Verhuur

Wet- en regelgeving op het gebied van verduurzaming heeft voor veel verhuurders van vastgoed grote gevolgen. De Warmtewet heeft bijvoorbeeld directe gevolgen voor veel verhuurders. Maar naast specifieke wetgeving, geldt ook het ‘reguliere huurrecht’. Ook daaruit vloeien verplichtingen voort met betrekking tot het gehuurde voor wat betreft duurzaamheid en energiebesparing.

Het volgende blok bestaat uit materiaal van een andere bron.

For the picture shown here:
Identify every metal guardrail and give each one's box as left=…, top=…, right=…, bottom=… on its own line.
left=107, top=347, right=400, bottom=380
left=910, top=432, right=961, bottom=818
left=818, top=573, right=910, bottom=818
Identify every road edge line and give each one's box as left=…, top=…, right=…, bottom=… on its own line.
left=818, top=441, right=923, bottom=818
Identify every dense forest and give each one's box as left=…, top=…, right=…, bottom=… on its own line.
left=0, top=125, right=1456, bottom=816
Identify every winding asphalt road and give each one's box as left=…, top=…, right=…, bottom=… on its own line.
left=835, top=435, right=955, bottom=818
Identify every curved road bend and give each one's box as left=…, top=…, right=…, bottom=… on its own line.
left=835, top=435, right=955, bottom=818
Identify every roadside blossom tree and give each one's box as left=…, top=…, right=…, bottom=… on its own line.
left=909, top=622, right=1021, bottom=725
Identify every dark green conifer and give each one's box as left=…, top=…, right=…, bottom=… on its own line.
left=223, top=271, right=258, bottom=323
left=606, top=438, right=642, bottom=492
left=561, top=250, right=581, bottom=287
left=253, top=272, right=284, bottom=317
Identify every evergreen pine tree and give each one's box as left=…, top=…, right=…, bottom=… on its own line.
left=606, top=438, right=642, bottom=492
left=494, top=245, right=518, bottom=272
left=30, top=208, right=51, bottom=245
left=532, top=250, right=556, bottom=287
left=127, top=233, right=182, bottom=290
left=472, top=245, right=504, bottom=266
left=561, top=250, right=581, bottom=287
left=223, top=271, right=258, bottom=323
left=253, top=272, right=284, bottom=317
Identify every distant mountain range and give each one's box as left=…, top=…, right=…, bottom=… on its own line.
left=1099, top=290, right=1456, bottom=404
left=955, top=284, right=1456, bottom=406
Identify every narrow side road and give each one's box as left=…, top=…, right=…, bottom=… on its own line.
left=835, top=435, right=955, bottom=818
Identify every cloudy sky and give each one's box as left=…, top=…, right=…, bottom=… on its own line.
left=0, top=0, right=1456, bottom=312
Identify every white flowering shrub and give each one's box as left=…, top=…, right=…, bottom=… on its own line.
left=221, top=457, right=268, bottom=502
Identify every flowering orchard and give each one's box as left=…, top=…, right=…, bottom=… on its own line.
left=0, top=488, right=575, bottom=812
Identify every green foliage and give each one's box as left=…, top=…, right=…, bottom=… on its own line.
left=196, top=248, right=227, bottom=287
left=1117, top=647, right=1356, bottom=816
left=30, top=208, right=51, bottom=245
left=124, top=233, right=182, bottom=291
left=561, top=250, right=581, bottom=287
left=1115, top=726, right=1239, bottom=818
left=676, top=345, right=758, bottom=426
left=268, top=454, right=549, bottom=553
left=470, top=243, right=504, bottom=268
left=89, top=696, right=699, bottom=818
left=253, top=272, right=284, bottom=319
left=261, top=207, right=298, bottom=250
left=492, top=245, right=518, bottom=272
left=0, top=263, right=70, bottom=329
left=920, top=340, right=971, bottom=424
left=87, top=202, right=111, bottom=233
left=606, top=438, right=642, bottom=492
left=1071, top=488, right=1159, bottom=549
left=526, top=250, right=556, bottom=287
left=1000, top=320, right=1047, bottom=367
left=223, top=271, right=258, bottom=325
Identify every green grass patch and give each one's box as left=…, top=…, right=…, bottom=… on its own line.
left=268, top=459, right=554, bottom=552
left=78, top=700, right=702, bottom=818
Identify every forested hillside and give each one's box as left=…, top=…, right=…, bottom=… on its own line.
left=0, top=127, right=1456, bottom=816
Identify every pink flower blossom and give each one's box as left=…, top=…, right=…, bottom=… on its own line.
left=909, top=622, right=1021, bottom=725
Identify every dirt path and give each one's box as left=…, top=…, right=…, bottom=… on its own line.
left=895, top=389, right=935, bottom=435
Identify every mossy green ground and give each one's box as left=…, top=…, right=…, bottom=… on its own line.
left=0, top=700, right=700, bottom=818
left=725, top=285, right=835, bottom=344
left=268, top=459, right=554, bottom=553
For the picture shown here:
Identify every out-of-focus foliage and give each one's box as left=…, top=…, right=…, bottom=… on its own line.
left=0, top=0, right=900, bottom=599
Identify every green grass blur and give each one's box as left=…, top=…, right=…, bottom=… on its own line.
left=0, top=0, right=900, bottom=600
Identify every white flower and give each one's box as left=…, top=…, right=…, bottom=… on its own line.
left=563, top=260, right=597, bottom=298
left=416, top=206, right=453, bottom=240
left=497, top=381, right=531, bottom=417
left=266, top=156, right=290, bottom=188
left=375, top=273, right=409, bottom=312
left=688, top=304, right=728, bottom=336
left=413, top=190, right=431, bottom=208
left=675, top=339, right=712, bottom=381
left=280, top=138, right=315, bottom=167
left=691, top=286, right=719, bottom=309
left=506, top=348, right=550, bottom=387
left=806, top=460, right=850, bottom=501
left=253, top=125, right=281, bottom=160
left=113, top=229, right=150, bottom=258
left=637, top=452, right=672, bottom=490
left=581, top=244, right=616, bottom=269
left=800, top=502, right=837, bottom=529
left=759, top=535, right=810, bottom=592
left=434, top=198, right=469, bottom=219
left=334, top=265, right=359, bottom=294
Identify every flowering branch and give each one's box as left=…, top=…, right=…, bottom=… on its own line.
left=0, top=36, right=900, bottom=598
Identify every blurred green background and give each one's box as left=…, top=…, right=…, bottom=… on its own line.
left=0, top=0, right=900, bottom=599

Voor woonruimte geldt bijvoorbeeld artikel 7:243 BW. Deze bepaling voorziet in een regeling voor het afdwingen door de huurder van energiebesparende maatregelen. Daarbij kan gedacht worden aan isolerende voorzieningen aan de gevel of de kruipruimte of om het plaatsen van een hoogrendement cv-ketel. Daarbij geldt wel als voorwaarde dat de huurder bereid is om een hogere huur te betalen die in redelijke verhouding staat tot de door verhuurder gemaakte kosten

Voor de verhuur van bedrijfsruimten en kantoorruimten geldt die verplichting niet. Wel is duurzaamheid een steeds belangrijker thema. Bij de bouw worden vaak al afspraken gemaakt over de exploitatie en het gebruik van vastgoed en wordt getracht een duurzame huisvesting te realiseren. Het stellen van verregaande duurzaamheidseisen bij de bouw of verbouw van een bedrijfspand kan echter leiden tot onevenwichtigheid wanneer een huurcontract niet voorziet in specifieke groene bepalingen. Die onevenwichtigheid kan worden weggenomen met ‘split-incentives’.  De verhuurder kan dan bijvoorbeeld een vaste opslag op de huur in rekening brengen. Het is immers de huurder die profiteert van energiebesparende maatregelen.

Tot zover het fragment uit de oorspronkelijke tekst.